Bust of Nefertiti
Claire Voon, Artists Covertly Scan Bust of Nefertiti and Release the Data for Free Online, Hyperallergic, 19 February 2016
Last October, two artists entered the Neues Museum in Berlin, where they clandestinely scanned the bust of Queen Nefertiti, the state museum’s prized gem. Three months later, they released the collected 3D dataset online as a torrent, providing completely free access under public domain to the one object in the museum’s collection off-limits to photographers. Anyone may download and remix the information now; the artists themselves used it to create a 3D-printed, one-to-one polymer resin model they claim is the most precise replica of the bust ever made, with just micrometer variations. That bust now resides permanently in the American University of Cairo as a stand-in for the original, 3,300-year-old work that was removed from its country of origin shortly after its discovery in 1912 by German archaeologists in Amarna.

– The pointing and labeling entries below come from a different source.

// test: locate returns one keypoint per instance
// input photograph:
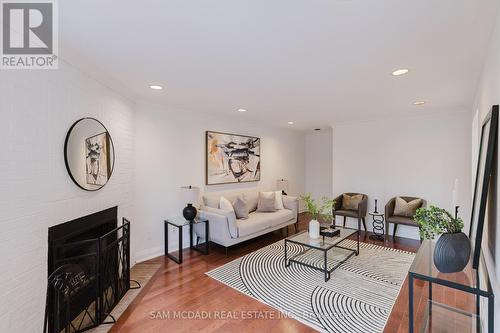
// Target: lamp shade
(282, 184)
(190, 194)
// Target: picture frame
(231, 158)
(487, 148)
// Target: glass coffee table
(316, 252)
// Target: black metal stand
(197, 248)
(378, 226)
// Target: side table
(439, 317)
(378, 226)
(179, 223)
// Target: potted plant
(452, 250)
(317, 210)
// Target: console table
(470, 280)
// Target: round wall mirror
(89, 154)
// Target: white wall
(488, 94)
(37, 109)
(417, 156)
(170, 152)
(319, 163)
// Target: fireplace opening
(88, 271)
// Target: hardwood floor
(186, 288)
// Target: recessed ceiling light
(400, 71)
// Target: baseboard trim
(148, 254)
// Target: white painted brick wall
(37, 108)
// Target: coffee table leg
(286, 263)
(410, 302)
(326, 269)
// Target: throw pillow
(225, 204)
(240, 208)
(406, 209)
(266, 202)
(278, 203)
(351, 202)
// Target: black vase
(189, 212)
(452, 252)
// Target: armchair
(359, 213)
(391, 218)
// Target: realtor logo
(29, 34)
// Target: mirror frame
(66, 153)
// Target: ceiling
(313, 62)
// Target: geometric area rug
(358, 297)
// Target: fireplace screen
(88, 277)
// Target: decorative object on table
(329, 232)
(232, 158)
(314, 229)
(282, 186)
(359, 207)
(452, 251)
(191, 194)
(485, 168)
(378, 226)
(89, 154)
(472, 284)
(391, 217)
(316, 212)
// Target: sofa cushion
(252, 225)
(225, 204)
(406, 209)
(266, 202)
(258, 221)
(252, 199)
(240, 208)
(351, 202)
(212, 199)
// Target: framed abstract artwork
(231, 158)
(485, 168)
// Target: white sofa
(225, 230)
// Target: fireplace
(88, 271)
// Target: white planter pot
(314, 229)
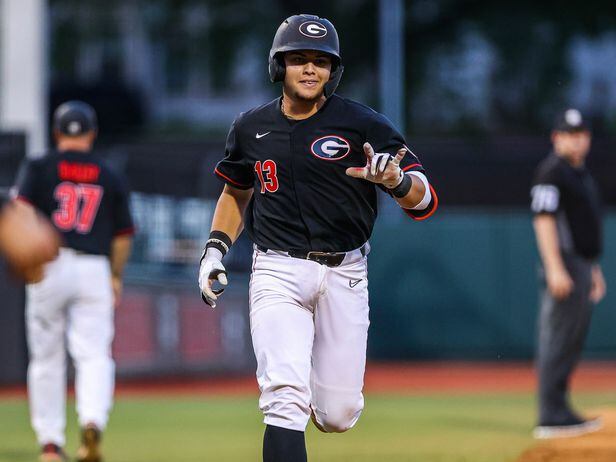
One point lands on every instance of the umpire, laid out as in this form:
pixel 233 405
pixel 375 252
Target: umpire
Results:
pixel 568 228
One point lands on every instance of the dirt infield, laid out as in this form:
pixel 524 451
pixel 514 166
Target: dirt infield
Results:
pixel 594 447
pixel 432 377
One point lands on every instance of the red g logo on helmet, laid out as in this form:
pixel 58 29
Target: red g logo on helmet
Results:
pixel 330 147
pixel 313 29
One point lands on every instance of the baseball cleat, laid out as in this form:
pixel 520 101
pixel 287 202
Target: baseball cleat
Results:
pixel 543 432
pixel 52 453
pixel 89 451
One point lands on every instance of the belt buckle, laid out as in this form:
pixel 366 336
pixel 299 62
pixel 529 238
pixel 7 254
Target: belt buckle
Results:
pixel 326 258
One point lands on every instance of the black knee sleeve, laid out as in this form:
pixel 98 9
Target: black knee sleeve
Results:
pixel 283 445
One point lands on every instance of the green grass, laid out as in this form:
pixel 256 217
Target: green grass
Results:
pixel 435 428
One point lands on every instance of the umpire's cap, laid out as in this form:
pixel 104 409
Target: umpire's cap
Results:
pixel 74 118
pixel 306 32
pixel 571 120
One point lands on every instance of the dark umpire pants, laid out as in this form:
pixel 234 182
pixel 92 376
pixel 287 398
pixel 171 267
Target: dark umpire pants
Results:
pixel 563 325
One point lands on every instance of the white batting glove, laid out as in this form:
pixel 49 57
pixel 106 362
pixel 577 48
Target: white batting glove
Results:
pixel 211 270
pixel 380 167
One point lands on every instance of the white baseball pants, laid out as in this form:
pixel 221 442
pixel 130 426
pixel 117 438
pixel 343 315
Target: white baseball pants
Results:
pixel 72 307
pixel 309 326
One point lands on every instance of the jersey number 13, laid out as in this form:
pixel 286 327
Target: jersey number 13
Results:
pixel 77 206
pixel 268 176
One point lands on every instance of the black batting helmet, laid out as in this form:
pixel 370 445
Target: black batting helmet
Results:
pixel 74 118
pixel 306 32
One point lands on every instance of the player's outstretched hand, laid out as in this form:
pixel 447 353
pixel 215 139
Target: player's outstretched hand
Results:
pixel 211 270
pixel 559 283
pixel 380 167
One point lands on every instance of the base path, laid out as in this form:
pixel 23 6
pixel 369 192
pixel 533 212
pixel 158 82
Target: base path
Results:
pixel 599 446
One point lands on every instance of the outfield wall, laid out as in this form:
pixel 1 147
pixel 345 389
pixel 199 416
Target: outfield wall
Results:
pixel 464 285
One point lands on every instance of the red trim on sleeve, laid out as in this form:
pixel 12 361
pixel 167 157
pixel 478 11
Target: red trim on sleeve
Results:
pixel 24 199
pixel 408 167
pixel 410 212
pixel 225 177
pixel 125 232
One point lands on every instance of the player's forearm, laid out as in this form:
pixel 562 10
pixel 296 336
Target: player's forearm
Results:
pixel 229 213
pixel 547 241
pixel 120 251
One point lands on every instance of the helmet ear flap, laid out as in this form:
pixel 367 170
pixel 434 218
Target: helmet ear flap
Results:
pixel 334 80
pixel 276 68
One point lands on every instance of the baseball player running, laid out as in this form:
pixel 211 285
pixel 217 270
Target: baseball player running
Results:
pixel 88 204
pixel 300 175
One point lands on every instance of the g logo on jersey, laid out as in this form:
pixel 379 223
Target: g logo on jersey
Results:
pixel 313 29
pixel 330 147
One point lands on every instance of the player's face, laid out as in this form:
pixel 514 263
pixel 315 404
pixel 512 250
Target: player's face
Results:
pixel 306 74
pixel 572 145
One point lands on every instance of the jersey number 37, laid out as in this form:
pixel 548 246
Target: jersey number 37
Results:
pixel 77 206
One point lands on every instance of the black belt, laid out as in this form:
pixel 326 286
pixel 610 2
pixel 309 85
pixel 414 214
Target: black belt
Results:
pixel 331 259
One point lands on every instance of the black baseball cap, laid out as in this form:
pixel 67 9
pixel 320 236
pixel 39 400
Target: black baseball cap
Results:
pixel 75 118
pixel 571 120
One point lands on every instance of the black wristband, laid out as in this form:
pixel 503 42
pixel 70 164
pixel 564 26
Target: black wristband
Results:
pixel 220 241
pixel 403 188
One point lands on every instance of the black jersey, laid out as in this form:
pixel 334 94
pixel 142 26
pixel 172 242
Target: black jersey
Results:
pixel 84 199
pixel 303 199
pixel 572 196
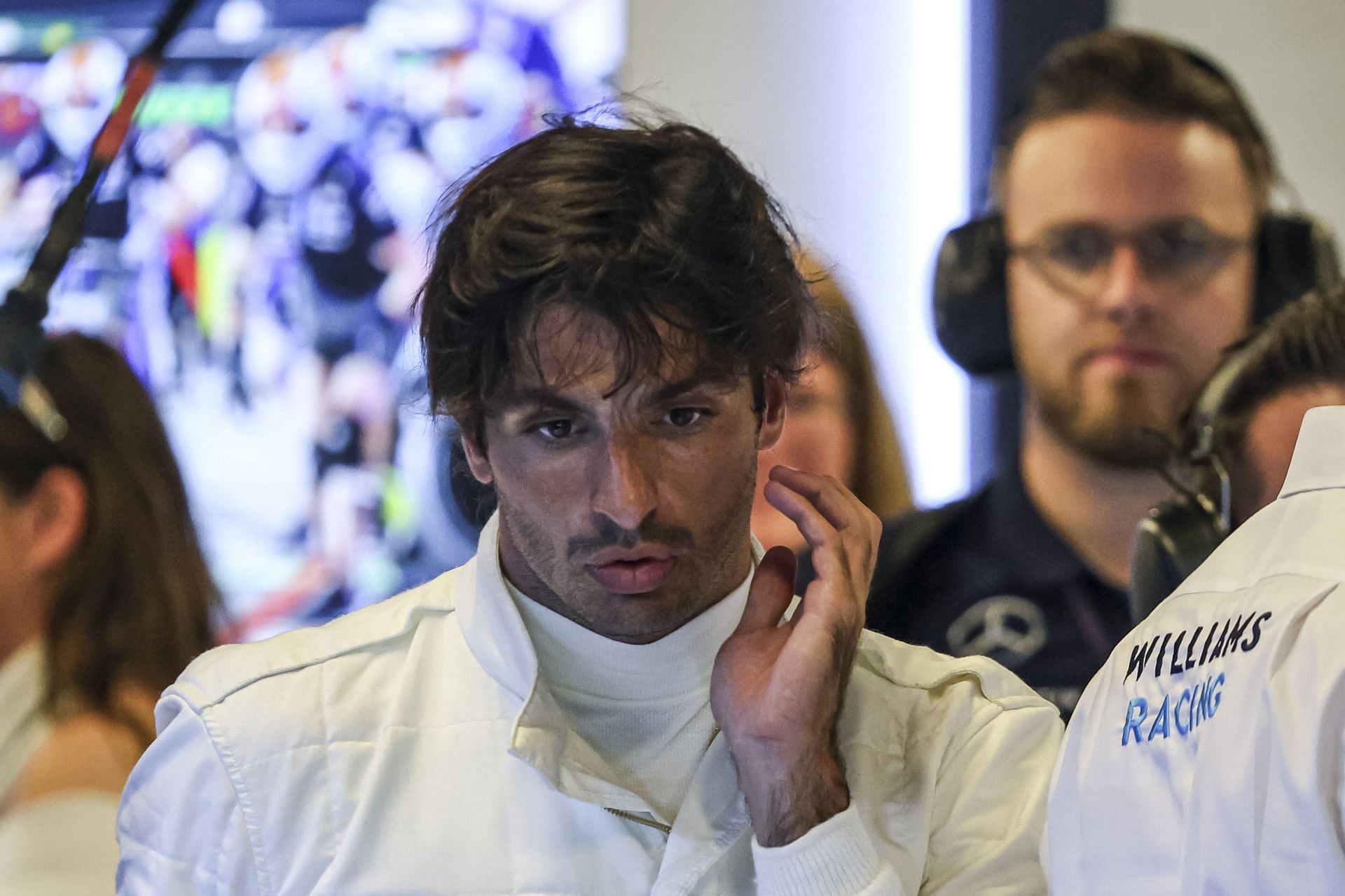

The project, called “The Other Nefertiti,” is the work of German-Iraqi artist Nora Al-Badri and German artist Jan Nikolai Nelles, who consider their actions an artistic intervention to make cultural objects publicly available to all. For years, Germany and Egypt have hotly disputed the rightful location of the stucco-coated, limestone Queen, with Egyptian officials claiming that she left the country illegally and demanding the Neues Museum return her. With this controversy of ownership in mind, Al-Badri and Nelles also want, more broadly, for museums to reassess their collections with a critical eye and consider how they present the narratives of objects from other cultures they own as a result of colonial histories.